Martin Holst Swende who joined the nonprofit Ethereum Foundation in 2016 as the lead security to ensure that any code change within the second largest blockchain platform for the development of decentralized applications do not halt operations in the blockchain had voiced his opinion against the use of ASIC miners in Ethereum mine.
In a meeting of developers that was held on Friday, Martin Swende said this is necessary since powerful ASIC miners had made some miners to make a huge gain of ether, in the ethereum blockchain.
It could be remembered in April this year when the issue of ASIC miners for Ethereum came up for debate, Ethereum founder, Vitalik Buterin made a Twitter poll for those that are for and against it.
The reason why some of the major Ethereum developers are against the use of ASIC chips for Ethereum mining is that it discourages other miners from participation, since they feel that there mining equipment can’t compete favorably with users of ASIC miners. More miners are needed in the ethereum ledger for the network not to collapse.
During the meeting, Swende said that the new software called ProgPoW, should be used “in parallel” with a larger, upcoming upgrade, “if the technical underpinnings are there.” This could destroy all codes used in ASIC chips for Ethereum mine.
He said:
“I think it’s a very good change and am for including it as soon as possible.”
Swende in an interview noted that the software upgrade will “not touch the EVM or state transition at all.”
The lead security at Ethereum Foundation Swende in his proposal also said that the software change could be done in a “separate hard fork which is decoupled from Constantinople.”
He added that:
“If we eventually decide to set both [upgrades] to the same [block] number, then fine, but that’s not a necessity.”
Antonio Salazar Cardozo upgrade that will help in maximizing cost of privacy on ethereum was also considered by developers even though they said that this could be geared towards could a subsequent hard fork along with the ProgPoW software shift.

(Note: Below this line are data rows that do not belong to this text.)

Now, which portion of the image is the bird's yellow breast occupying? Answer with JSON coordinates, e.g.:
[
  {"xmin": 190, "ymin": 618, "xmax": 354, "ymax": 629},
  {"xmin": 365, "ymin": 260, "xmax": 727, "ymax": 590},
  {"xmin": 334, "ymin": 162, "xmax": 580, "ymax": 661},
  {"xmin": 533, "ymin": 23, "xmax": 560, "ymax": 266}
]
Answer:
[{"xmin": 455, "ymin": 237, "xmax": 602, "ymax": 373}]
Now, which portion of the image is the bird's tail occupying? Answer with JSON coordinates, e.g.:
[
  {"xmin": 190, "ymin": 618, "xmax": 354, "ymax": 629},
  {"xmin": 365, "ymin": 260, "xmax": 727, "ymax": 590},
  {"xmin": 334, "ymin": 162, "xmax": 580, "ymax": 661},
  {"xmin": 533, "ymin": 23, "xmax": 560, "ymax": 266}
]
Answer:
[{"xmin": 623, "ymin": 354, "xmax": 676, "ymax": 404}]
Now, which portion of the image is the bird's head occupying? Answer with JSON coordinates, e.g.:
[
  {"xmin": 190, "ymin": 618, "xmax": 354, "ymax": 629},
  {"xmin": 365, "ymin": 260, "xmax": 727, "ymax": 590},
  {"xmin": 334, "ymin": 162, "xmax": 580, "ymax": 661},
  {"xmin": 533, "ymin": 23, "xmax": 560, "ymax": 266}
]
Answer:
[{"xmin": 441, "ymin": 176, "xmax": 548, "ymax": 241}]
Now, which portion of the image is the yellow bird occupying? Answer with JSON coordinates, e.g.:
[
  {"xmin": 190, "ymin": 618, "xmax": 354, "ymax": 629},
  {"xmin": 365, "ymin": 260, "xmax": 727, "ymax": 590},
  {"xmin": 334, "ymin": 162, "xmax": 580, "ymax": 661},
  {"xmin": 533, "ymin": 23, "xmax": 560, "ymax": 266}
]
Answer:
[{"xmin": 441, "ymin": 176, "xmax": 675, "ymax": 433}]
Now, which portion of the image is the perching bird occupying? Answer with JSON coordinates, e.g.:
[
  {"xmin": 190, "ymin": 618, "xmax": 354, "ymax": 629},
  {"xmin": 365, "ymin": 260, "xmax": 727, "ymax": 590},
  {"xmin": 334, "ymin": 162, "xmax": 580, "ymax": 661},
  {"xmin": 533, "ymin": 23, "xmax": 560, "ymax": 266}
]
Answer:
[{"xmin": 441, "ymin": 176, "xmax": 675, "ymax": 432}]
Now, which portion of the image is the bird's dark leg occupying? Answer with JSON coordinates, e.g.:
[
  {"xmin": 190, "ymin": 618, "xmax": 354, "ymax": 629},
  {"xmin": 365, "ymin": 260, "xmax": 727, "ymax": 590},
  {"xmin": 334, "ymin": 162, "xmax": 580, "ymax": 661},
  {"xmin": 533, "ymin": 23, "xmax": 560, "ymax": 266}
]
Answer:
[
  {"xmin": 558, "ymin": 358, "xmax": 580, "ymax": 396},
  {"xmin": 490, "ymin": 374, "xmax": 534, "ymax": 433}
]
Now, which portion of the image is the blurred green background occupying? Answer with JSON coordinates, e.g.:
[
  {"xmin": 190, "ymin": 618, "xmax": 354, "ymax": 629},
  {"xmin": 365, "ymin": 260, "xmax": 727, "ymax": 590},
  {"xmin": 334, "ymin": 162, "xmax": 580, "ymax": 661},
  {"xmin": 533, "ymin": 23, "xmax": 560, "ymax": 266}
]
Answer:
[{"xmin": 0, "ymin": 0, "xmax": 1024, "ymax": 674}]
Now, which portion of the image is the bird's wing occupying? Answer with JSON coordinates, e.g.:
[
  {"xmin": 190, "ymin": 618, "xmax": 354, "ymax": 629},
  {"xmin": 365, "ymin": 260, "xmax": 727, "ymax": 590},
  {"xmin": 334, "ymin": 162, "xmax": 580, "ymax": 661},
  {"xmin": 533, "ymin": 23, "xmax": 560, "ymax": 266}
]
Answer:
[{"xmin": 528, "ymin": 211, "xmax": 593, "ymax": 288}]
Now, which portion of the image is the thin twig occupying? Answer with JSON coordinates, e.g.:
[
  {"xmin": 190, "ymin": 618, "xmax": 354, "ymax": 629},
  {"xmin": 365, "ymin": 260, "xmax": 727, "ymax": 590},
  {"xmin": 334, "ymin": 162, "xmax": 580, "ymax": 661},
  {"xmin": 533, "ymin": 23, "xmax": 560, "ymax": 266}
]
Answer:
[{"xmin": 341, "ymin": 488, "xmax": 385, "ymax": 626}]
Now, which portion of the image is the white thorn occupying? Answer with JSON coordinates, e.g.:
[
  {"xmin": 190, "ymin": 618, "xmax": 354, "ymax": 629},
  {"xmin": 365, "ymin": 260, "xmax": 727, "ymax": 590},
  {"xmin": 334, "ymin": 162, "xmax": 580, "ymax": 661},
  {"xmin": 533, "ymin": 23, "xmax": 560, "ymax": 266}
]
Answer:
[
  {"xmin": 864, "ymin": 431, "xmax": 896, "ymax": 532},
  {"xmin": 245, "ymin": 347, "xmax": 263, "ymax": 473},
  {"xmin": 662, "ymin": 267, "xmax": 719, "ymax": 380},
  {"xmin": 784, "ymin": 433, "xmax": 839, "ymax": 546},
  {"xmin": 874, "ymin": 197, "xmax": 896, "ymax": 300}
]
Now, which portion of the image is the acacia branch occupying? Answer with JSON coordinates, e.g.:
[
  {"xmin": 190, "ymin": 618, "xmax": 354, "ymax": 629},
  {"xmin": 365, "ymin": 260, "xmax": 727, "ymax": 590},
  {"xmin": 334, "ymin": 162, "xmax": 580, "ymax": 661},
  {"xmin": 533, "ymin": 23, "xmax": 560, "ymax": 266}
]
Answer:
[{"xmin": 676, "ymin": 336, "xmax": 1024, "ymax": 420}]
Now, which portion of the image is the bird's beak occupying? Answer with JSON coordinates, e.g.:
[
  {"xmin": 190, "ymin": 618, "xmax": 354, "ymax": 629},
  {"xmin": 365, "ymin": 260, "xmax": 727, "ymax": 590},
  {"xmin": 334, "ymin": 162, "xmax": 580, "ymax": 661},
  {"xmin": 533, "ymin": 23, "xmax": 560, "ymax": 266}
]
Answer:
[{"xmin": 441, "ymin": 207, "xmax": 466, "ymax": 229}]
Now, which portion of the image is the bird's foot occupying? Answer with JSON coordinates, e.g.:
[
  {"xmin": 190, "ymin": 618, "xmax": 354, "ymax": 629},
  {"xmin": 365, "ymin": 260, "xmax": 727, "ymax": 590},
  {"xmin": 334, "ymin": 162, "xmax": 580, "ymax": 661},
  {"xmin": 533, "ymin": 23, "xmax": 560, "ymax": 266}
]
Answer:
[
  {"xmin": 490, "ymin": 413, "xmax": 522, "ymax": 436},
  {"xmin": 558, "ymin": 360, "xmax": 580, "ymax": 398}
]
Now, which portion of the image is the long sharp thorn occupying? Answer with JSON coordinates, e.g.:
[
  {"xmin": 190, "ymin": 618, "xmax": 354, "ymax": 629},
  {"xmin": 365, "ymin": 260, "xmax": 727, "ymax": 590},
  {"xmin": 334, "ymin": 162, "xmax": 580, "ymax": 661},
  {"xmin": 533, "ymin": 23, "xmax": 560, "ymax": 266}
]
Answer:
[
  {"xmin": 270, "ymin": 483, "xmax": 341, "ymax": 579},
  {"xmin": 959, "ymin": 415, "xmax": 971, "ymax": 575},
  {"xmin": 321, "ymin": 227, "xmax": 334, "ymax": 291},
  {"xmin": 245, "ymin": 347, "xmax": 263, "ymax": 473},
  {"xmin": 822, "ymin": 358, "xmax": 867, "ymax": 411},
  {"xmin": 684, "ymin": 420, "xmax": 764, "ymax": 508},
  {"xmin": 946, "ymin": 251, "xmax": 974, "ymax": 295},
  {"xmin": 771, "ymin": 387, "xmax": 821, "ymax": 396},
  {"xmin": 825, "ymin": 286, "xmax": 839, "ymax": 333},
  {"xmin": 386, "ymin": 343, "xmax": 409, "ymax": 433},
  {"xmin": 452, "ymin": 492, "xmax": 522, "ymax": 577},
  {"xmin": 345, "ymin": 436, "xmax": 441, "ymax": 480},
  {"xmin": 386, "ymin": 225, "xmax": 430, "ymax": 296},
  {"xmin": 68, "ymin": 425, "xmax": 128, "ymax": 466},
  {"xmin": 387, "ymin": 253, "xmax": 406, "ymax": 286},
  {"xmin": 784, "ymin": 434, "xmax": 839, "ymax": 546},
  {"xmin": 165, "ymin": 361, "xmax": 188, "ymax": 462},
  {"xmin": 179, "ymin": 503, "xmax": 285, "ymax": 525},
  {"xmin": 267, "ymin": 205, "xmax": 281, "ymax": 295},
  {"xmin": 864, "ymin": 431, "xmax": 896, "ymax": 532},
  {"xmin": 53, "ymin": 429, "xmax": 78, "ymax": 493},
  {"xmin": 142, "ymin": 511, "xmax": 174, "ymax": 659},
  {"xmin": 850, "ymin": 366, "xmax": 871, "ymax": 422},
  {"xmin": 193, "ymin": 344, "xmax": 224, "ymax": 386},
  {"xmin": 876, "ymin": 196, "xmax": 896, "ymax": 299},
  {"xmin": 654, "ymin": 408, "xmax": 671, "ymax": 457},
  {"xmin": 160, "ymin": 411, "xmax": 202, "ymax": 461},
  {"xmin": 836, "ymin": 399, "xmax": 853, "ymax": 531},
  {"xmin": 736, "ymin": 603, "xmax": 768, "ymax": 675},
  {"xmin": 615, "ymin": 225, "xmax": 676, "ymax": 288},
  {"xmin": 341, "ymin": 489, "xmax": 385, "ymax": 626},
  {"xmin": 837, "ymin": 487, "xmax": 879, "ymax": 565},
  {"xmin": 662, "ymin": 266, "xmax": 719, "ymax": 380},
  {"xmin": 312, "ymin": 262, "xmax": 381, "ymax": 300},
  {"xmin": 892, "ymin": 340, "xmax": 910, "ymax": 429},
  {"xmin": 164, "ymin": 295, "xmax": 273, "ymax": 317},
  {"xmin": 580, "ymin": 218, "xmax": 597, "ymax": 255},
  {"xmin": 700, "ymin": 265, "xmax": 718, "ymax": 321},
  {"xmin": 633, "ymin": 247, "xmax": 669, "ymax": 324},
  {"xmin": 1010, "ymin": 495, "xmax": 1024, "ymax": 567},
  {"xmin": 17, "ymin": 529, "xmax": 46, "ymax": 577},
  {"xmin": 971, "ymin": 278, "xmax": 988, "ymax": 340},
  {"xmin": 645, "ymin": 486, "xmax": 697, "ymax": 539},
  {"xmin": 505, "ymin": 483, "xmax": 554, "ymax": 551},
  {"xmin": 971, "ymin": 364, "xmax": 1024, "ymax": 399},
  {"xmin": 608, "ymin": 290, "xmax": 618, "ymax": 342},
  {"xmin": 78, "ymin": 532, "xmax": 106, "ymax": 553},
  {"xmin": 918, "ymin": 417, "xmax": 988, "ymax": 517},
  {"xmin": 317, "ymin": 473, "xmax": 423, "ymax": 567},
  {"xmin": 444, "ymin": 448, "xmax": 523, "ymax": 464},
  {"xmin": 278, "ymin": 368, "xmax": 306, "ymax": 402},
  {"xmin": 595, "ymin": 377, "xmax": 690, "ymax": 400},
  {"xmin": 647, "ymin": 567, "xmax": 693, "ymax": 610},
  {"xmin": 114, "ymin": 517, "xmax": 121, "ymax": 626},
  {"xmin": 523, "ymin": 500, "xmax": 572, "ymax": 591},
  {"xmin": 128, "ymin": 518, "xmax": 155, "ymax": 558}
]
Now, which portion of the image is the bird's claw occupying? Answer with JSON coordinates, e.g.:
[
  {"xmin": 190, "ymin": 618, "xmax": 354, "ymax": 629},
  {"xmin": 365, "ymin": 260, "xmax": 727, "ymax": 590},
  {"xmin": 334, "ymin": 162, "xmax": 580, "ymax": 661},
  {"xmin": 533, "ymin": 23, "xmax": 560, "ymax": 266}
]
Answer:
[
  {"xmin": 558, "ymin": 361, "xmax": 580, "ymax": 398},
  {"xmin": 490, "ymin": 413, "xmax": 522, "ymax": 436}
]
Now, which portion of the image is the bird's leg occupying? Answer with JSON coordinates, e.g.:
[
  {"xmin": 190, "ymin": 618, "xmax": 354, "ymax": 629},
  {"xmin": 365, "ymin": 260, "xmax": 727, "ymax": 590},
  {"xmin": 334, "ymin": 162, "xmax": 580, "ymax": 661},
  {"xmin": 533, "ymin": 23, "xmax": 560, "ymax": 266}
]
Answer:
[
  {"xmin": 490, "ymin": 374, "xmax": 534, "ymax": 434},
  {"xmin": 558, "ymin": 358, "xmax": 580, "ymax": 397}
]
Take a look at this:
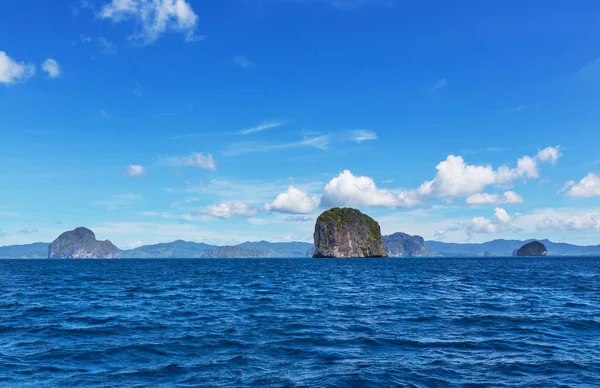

The representatives of ProgPow developers cited “misinformation about hardware and how ProgPow actually works” after some developers requested they explain the software.
ProgPow co-creator, Def said that:
“The algorithm’s goal is not exactly to be ASIC-resistant.”
Def concluded by stating that the code of ProgPow is “to be friendly or very much tied to a single type of ASIC, which is a GPU,” so that miners could mine Ethereum at a cheaper cost and not to be ASIC resistant.
Def’s colleague, Kristy-Leigh said that it does not worth “wasting the man hours or the money” for “a project that would most likely be ignored.”